The review period saw a flurry of policy announcements; however, none suggests a serious breakthrough in SOE reform. On August 8, China’s SOE and financial regulators issued a joint document urging SOEs to accelerate deleveraging efforts. The document merely reiterated messaging from a State Council Executive Meeting a year ago, specifying leverage thresholds for different types of SOEs and requiring authorities to coordinate and expedite debt-to-equity swaps as the main mechanism to reduce SOE leverage. These policies may stave off debt risks in the short term, but they do not present a long-term solution to SOEs’ debt problems, which are the result of poor efficiency, soft budget constraints, and implicit government support.
The State Council also issued an opinion on July 30 that clarified the types of vehicles that can be used to “manage [state] capital.” Shifting from having the government directly manage SOEs to managing state capital investments was a key element of SOE reform in the 2013 Third Plenum Decisions, with the intention being to delegate more authority to SOEs, rationalize their commercial decisions, and improve their efficiency. The July State Council opinion described two types of capital management vehicles – “investment companies” and “operation companies” (as refined through previous pilot programs) – and specified how state investors should exercise control via these vehicles. Paradoxically, the State Council said that the main task of investment companies would not be to invest but instead to reallocate state capital toward key and pillar industries in order to serve national strategies, improve industrial competitiveness, and strengthen state control and influence. The state will act as a financial investor only through operation companies, apparently at a much smaller scale than observers initially hoped. Earlier pilots of operation companies at the national level have made only limited investments in recent years, and even though some local-level pilots drove more investments, they were not specifically mentioned in the July State Council opinion. Taken together, this watering down of the state capital management approach appears to be a major setback to 2013 Third Plenum SOE reform designs.
Finally, in August, the government announced another new campaign to accelerate SOE mixed-ownership reform.
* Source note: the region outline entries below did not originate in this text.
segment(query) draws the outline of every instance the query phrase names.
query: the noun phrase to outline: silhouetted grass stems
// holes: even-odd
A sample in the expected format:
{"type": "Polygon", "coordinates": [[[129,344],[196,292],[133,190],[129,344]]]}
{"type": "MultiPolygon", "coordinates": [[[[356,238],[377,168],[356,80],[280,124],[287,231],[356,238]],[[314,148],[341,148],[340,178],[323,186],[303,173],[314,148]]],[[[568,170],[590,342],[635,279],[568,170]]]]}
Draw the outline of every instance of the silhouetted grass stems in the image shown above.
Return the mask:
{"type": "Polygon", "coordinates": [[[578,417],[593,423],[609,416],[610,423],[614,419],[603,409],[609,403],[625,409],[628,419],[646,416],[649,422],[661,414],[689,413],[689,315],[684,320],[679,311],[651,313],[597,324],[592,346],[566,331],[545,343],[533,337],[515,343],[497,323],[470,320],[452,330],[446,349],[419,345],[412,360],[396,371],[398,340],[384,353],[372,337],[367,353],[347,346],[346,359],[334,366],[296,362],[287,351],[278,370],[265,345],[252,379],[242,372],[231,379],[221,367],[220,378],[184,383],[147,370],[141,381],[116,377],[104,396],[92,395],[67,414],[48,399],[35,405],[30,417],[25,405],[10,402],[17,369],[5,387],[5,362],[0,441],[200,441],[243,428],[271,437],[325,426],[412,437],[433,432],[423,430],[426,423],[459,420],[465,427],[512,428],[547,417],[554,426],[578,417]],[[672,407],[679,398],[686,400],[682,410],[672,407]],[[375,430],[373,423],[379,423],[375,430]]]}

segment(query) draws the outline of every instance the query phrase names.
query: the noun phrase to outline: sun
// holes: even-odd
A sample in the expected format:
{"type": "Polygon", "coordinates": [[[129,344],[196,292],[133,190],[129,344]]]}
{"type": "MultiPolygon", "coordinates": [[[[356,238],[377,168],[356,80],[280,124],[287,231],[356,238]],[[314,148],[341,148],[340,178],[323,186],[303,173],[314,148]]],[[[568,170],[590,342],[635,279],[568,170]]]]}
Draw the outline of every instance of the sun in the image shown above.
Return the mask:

Titled the “Double-Hundred Actions” plan, the campaign aims to implement mixed-ownership and corporate governance reform in more than 400 central and local SOEs (including 61 listed companies) by 2020. The program concentrates mostly on key and pillar sectors, covering industries like oil, chemicals, and machinery. While the campaign is ambitious, there are reasons to believe it may disappoint, as have other mixed-ownership commitments. The two-year implementation time frame is relatively long, suggesting that SOE operational stability will continue to take priority over reform. Moreover, the campaign will focus on employee stock ownership as a means to dilute shares held by the state, rather than attracting outside private capital, as would be necessary for genuine mixed-ownership reform. We think this mostly reflects the state’s ongoing reluctance to relinquish control of its SOEs to private players. This does not bode well for the chances of further meaningful SOE reform breakthroughs in coming quarters.